Reed v. IWCC 2016 Il App (1 st ) : IWCC affirms and adopts Arbitrator’s award of medical & TTD : Respondent files Petition for Review in Circuit Court on AWW issue only : Petitioner files 19(g) for medical portion only : Cir. Ct. grants Respondent’s Motion to Dismiss 19(g)

Reed v. IWCC 2016 Il App (1 st ) The circuit court dismissed plaintiff’s section 19(g) application because the Act, according to the court, does not provide for enforcement of a workers’ compensation award while proceedings for review are pending. We review de novo a circuit court’s dismissal of a complaint under section Before this court, Petitioner contends that section 19(g) of the Act permitted the circuit court to enter judgment on only the medical expense portion of the workers’ compensation award, even where the TTD benefits portion of the award was under judicial review in the circuit court. We cannot accept this contention. Petitioner essentially seeks to impose on the circuit court the obligation to enter potentially multiple judgments on a single workers’ compensation award.

Locasto v. City of Chicago 2016 IL App (1 st ) At issue is whether a Chicago fire department paramedic trainee who was injured while participating in a training program may sue the city and fire academy training staff for damages after having obtained workers' compensation benefits for his injuries. We find that the exclusive remedy provisions apply to Locasto's claim, and affirm. Locasto responded that his injuries were intentional acts and that Illinois courts have consistently held that intentional torts allow an employee to bring a claim directly against the responsible employer or coworker as an exception to the Act's exclusive remedy provision. Locasto also argued that the exclusive remedy provision of the Act does not apply when the injuries are committed by the employer, as opposed to a coworker. Locasto contended the fire department instructors were acting at the direction of the fire department, and thus as the alter ego of their employer. Locasto also contended that the doctrines of election of remedies and estoppel do not bar his lawsuit because he claimed that his injuries were intentionally inflicted in both his complaint and before the Commission and because his injuries did not have to be accidental to be compensable under the Act.

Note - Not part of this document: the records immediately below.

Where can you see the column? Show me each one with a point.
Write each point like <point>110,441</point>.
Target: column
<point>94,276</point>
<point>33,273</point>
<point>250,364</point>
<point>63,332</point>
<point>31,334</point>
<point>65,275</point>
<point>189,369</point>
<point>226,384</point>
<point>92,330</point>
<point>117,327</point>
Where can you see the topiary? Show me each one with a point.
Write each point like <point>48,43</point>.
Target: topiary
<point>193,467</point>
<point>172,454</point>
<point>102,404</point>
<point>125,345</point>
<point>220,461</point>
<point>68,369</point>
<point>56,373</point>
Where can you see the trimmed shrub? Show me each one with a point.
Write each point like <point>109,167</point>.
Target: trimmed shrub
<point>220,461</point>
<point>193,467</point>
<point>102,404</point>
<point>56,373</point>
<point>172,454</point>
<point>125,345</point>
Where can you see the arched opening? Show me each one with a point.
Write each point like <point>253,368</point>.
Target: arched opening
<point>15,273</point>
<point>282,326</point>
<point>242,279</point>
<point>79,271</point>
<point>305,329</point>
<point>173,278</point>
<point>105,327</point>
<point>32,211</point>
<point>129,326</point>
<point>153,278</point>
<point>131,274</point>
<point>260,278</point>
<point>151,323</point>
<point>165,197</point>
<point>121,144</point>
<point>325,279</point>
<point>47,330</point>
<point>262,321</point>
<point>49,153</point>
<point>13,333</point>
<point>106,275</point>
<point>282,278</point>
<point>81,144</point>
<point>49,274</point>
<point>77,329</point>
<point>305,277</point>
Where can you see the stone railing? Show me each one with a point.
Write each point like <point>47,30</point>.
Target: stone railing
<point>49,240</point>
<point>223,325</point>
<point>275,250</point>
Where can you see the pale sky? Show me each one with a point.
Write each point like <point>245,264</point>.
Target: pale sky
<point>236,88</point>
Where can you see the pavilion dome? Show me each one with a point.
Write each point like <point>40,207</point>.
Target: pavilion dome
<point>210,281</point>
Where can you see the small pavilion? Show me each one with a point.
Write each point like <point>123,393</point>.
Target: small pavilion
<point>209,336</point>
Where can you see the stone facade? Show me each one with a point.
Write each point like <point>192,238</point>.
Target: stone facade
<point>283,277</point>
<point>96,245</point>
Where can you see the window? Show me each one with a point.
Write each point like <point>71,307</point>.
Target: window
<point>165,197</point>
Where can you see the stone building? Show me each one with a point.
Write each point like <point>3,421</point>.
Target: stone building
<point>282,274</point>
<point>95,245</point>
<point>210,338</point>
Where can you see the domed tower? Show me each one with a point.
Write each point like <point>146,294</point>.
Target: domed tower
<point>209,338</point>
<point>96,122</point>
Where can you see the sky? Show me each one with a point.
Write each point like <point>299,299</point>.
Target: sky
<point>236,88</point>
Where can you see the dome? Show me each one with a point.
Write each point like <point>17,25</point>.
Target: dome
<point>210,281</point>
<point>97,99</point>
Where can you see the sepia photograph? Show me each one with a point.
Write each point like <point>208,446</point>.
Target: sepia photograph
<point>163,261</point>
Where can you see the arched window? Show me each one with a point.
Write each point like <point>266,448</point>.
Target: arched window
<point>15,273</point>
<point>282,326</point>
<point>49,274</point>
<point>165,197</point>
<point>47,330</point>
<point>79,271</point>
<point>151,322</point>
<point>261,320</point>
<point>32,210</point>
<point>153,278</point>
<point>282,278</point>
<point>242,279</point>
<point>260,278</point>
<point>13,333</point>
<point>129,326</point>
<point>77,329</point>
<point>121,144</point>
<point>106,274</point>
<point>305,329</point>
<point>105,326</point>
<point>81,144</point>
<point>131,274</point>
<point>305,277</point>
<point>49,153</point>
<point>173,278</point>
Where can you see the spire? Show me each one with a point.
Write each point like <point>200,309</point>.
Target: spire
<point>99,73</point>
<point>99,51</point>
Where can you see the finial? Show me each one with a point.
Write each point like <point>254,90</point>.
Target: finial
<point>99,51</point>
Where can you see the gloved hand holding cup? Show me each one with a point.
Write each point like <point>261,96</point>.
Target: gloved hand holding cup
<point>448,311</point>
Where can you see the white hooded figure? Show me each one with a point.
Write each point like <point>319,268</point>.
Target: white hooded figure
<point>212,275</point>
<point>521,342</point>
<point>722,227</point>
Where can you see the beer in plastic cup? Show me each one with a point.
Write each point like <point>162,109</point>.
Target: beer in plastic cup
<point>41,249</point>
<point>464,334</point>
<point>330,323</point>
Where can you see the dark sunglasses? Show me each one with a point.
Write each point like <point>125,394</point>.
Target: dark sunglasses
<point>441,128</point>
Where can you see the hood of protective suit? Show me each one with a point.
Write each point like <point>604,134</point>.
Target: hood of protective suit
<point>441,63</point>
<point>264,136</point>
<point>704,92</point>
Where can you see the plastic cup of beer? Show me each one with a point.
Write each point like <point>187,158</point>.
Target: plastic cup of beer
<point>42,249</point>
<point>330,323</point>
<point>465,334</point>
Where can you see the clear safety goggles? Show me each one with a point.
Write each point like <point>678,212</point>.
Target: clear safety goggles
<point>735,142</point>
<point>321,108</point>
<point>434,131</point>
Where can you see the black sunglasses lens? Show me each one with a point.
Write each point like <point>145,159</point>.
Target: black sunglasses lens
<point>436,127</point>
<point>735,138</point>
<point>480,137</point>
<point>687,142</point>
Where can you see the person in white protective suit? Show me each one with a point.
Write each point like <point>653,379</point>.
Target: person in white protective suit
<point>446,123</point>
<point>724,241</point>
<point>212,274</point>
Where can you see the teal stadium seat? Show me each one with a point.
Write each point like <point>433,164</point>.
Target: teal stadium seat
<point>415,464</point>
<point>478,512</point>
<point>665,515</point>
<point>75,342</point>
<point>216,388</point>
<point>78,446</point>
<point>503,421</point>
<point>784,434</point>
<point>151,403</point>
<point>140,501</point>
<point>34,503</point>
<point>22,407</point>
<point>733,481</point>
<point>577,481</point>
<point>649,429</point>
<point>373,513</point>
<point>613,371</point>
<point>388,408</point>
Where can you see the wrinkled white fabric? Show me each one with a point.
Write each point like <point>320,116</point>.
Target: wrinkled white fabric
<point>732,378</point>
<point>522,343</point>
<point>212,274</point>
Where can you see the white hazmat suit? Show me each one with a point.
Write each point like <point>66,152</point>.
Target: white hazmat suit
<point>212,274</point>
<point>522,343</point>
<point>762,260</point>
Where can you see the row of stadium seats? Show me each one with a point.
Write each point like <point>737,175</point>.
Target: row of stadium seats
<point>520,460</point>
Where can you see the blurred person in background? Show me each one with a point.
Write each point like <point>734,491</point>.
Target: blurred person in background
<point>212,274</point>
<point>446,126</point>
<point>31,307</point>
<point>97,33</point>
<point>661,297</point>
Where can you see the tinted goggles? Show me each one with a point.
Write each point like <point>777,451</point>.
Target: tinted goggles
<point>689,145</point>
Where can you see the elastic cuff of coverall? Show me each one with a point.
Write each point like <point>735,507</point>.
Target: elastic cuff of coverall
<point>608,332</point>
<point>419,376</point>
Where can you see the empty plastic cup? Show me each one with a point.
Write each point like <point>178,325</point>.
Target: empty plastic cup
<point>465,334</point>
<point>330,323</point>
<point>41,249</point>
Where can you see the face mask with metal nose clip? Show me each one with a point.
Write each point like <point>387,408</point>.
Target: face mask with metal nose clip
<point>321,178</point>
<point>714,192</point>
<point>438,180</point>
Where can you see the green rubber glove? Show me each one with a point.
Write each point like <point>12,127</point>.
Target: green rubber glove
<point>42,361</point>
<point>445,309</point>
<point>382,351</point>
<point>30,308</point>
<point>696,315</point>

Locasto v. City of Chicago 2016 IL App (1 st ) Once an employee has collected compensation on the basis that his or her injuries were compensable under the Act, the employee cannot then allege that those injuries fall outside the Act's provisions. See Collier v. Wagner Castings Co., 81 Ill. 2d229, 241 (1980). Accordingly, we conclude that having applied for and accepted workers‘ compensation benefits, Locasto was barred from pursuing an intentional tort action against defendants. Thus, under these exclusivity provisions, an injured employee is not permitted to seek workers’ compensation benefits, claiming that the injuries are compensable under the Act, while additionally pursuing a common law action for, as here, intentional tort. To avoid the exclusivity bar of Sections 5(a) and 11, a plaintiff must prove either that the injury (1) was not accidental (2) did not arise from his or her employment, (3) was not received during the course of employment or (4) was not compensable under the Act. Locasto contends that the holdings in Collier and Fregeau only apply to claims against coworkers and do not bar claims like his that contend that the employer intentionally directed, encouraged, or committed the tortuous conduct. This same argument was rejected in James.